๐Ÿ‘€ Views: 30 ๐Ÿ’ฌ Answers: 1 ๐Ÿ“… Created: 2025-06-10
pandas dataframe apply axis Python

I can't seem to get I've searched everywhere and can't find a clear answer. I'm deploying to production and I'm working with an scenario when trying to use `DataFrame.apply()` on a DataFrame that contains mixed data types (integers, floats, and strings). I want to apply a custom function to each row that calculates a weighted score based on certain conditions. However, I'm getting unexpected results when passing `axis=1`. Hereโ€™s what I have: ```python import pandas as pd data = { 'A': [1, 2, 3], 'B': [4.5, 5.5, 6.5], 'C': ['low', 'medium', 'high'] } df = pd.DataFrame(data) # Custom function to calculate score def calculate_score(row): score = row['A'] * 2 # A simple calculation based on column 'A' if row['C'] == 'high': score += 10 elif row['C'] == 'medium': score += 5 return score result = df.apply(calculate_score, axis=1) print(result) ``` The output I expected was: ``` 0 12 1 10 2 16 dtype: int64 ``` but instead, Iโ€™m getting: ``` 0 12.0 1 10.0 2 NaN dtype: float64 ``` Iโ€™ve double-checked my function and it seems correct.
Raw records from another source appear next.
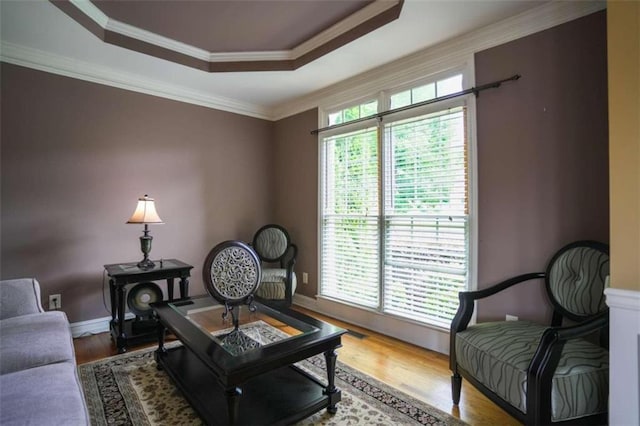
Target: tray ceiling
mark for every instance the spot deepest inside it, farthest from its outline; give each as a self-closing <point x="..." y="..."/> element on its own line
<point x="227" y="35"/>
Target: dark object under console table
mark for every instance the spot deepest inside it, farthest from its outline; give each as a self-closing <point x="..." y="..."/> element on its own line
<point x="123" y="331"/>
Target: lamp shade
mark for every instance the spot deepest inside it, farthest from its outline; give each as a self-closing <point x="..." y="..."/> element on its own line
<point x="145" y="212"/>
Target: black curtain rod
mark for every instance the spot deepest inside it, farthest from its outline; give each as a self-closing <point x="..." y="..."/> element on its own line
<point x="475" y="90"/>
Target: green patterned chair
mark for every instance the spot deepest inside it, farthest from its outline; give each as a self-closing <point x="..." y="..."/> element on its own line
<point x="543" y="374"/>
<point x="278" y="256"/>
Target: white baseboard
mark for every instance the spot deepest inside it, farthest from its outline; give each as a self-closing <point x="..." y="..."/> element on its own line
<point x="624" y="356"/>
<point x="420" y="335"/>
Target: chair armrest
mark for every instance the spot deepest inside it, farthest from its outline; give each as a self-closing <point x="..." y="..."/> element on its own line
<point x="19" y="297"/>
<point x="467" y="303"/>
<point x="289" y="258"/>
<point x="467" y="299"/>
<point x="545" y="361"/>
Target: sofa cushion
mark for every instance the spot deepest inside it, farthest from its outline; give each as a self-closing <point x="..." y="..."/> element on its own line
<point x="19" y="297"/>
<point x="46" y="395"/>
<point x="33" y="340"/>
<point x="498" y="355"/>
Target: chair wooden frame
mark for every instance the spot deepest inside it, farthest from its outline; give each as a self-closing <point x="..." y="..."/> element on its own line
<point x="286" y="259"/>
<point x="545" y="360"/>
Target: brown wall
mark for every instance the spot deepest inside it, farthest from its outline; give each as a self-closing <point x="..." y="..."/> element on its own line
<point x="296" y="193"/>
<point x="75" y="157"/>
<point x="624" y="134"/>
<point x="542" y="161"/>
<point x="542" y="156"/>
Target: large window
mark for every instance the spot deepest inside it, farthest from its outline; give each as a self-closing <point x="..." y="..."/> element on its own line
<point x="395" y="206"/>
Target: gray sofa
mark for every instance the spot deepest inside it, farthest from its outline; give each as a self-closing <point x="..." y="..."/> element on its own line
<point x="38" y="377"/>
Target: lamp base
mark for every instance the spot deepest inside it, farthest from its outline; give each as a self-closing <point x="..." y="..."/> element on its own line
<point x="146" y="264"/>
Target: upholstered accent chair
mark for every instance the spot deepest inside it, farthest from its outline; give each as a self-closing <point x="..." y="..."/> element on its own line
<point x="543" y="374"/>
<point x="278" y="255"/>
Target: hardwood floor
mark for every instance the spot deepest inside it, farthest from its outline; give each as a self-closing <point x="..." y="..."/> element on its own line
<point x="418" y="372"/>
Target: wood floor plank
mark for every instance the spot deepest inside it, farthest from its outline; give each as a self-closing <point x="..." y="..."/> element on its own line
<point x="421" y="373"/>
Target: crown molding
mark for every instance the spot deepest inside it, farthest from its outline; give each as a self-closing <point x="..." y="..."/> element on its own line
<point x="325" y="38"/>
<point x="43" y="61"/>
<point x="449" y="54"/>
<point x="452" y="53"/>
<point x="358" y="18"/>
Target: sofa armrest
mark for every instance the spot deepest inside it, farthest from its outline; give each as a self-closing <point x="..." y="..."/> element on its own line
<point x="19" y="297"/>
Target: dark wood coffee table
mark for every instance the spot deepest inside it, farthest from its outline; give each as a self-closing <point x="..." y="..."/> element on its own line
<point x="247" y="376"/>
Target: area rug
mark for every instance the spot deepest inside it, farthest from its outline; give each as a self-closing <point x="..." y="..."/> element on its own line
<point x="127" y="389"/>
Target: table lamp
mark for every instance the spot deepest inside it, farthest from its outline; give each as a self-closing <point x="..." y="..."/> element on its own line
<point x="145" y="213"/>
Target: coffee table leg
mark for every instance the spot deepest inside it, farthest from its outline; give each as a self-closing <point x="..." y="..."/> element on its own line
<point x="161" y="351"/>
<point x="331" y="390"/>
<point x="233" y="404"/>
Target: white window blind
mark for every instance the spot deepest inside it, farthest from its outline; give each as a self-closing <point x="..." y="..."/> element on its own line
<point x="350" y="224"/>
<point x="395" y="210"/>
<point x="425" y="216"/>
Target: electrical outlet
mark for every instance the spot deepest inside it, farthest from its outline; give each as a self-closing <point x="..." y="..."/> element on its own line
<point x="55" y="302"/>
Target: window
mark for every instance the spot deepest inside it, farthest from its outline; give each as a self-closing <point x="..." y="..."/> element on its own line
<point x="395" y="209"/>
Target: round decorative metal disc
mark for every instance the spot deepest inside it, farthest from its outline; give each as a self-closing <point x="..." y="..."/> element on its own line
<point x="141" y="296"/>
<point x="232" y="272"/>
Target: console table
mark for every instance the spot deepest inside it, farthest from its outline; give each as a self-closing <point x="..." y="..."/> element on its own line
<point x="122" y="274"/>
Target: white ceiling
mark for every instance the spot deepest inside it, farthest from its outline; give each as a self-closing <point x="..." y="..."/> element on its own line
<point x="39" y="25"/>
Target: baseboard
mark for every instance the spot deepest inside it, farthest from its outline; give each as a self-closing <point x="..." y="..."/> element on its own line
<point x="431" y="338"/>
<point x="624" y="353"/>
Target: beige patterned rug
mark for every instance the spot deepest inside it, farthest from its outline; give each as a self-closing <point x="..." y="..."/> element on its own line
<point x="127" y="389"/>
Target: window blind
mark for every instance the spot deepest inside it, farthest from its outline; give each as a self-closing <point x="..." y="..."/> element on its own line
<point x="350" y="222"/>
<point x="425" y="215"/>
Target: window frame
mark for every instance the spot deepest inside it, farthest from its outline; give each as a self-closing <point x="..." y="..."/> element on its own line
<point x="384" y="100"/>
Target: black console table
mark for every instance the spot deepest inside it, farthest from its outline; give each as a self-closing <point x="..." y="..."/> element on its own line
<point x="120" y="274"/>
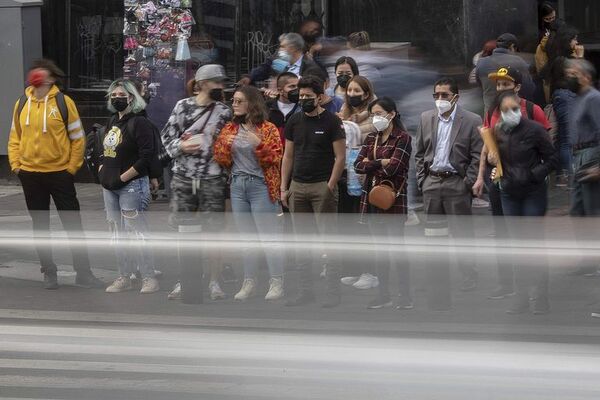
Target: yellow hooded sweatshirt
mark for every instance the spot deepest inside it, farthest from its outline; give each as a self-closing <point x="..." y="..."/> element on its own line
<point x="43" y="144"/>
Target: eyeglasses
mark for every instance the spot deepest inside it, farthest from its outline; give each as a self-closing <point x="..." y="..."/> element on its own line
<point x="443" y="96"/>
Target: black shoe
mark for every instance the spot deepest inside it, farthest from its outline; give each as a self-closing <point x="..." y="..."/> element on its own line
<point x="404" y="303"/>
<point x="50" y="280"/>
<point x="541" y="306"/>
<point x="379" y="303"/>
<point x="332" y="301"/>
<point x="303" y="299"/>
<point x="88" y="280"/>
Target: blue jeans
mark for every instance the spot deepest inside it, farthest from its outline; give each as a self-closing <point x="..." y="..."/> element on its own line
<point x="257" y="218"/>
<point x="125" y="214"/>
<point x="528" y="204"/>
<point x="585" y="198"/>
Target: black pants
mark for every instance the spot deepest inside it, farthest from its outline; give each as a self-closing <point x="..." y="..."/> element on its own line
<point x="387" y="230"/>
<point x="506" y="274"/>
<point x="38" y="188"/>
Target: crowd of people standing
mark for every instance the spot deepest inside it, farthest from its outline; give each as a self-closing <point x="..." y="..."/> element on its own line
<point x="306" y="152"/>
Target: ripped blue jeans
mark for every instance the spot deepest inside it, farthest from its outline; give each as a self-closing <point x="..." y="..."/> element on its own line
<point x="125" y="210"/>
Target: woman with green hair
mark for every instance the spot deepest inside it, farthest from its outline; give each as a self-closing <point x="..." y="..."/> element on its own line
<point x="124" y="167"/>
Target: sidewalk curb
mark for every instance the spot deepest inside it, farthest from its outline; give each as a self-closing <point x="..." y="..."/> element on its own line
<point x="551" y="333"/>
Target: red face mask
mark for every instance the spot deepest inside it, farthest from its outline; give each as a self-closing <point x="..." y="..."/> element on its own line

I even tried explicitly converting the values in the function, but that didnโ€™t help. Iโ€™m using Pandas version 1.3.0. Could this be related to how Pandas handles mixed data types, or is there something I'm missing in the function logic? Am I approaching this the right way? Am I missing something obvious? This issue appeared after updating to Python latest.